Our arrival at the top of the pitch coincided with an unexpected spike in temperature. Unnoticed by us, the snow was stripping off the sunny side, while we were blissfully unaware in the shade. But an unforecast change in temperature produces an unexpected change to the avalanche risk, which was rapidly rising with the heat. 

Our plan so far had gone so well. Everything had been super stable all morning (but of course – it was easy angled and we never put more than one skier on it at a time). This was cause for confirmation that we were doing the right things, and not a reason to relax. A classic blunder! 

Mike was mostly buried, but amazingly unshaken

Lesson 4: Stick to the plan! 

For us, this was the perfect storm: I expected us to ski the same line as before, with the same discipline that had worked so well all morning. But we let our guard down, just as we added the extra players to the mix and as the temperature went through the roof. Back on a familiar slope, our team fanned out to find fresh snow. With the increased demand, some strayed onto virgin snow that had not previously been skied, and still harboured that weakness. 

Lesson 5: There is no such thing as security in numbers: more people, more load, more pressure to spread out. 
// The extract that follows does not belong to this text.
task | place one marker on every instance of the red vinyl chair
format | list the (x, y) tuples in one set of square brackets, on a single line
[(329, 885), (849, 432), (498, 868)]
The rest all happened so fast, and with that eerie silence that anyone who knows, will recognise. A shallow (30cm) crown wall was enough to carry Mike and Jim down the slope. A short slide, but a significant volume of snow, meant this was instantly serious enough. The radios crackled to life and, gathering the rest of the team, we safely skied the planned line. The years of training kicked in, and we quickly established the team were all accounted for.  

Lesson 6: Radios for techy tree-skiing are key. We had four in the team. Made it really easy to check in, get a headcount and get up to speed on the plan. 

Mike was mostly buried, but amazingly unshaken (although we never did find one of Mike’s skis, despite extensive probing). Jim had badly tweaked a knee. But the fear the whole team experienced (and the lessons we learnt) will last far longer than any of that. Once you trigger a slope, you are instantly completely and utterly out of control. It all happens so fast – and the difference between walking away and losing the whole team is so tiny that it is genuinely frightening. The full consequences largely depend on your behaviours and positions in that instant.  

Sun warming the right side

Lesson 7: The gap from near miss to complete disaster is smaller than you think! So always be ready…  

Literally limping back to the resort, we all recognised that it could have been so much worse – if we hadn’t been so conservative, we could have been in the high alpine, rather than tree line. We subsequently discovered that spike in temperature triggered several unexpected slides. Others were not so fortunate.  

We might have reduced the risks, and the consequences, all day – but this was still WAY closer to the limit than I ever want to get again. So many humbling lessons to learn. If this article saves just one avalanche incident it will have been worth sharing.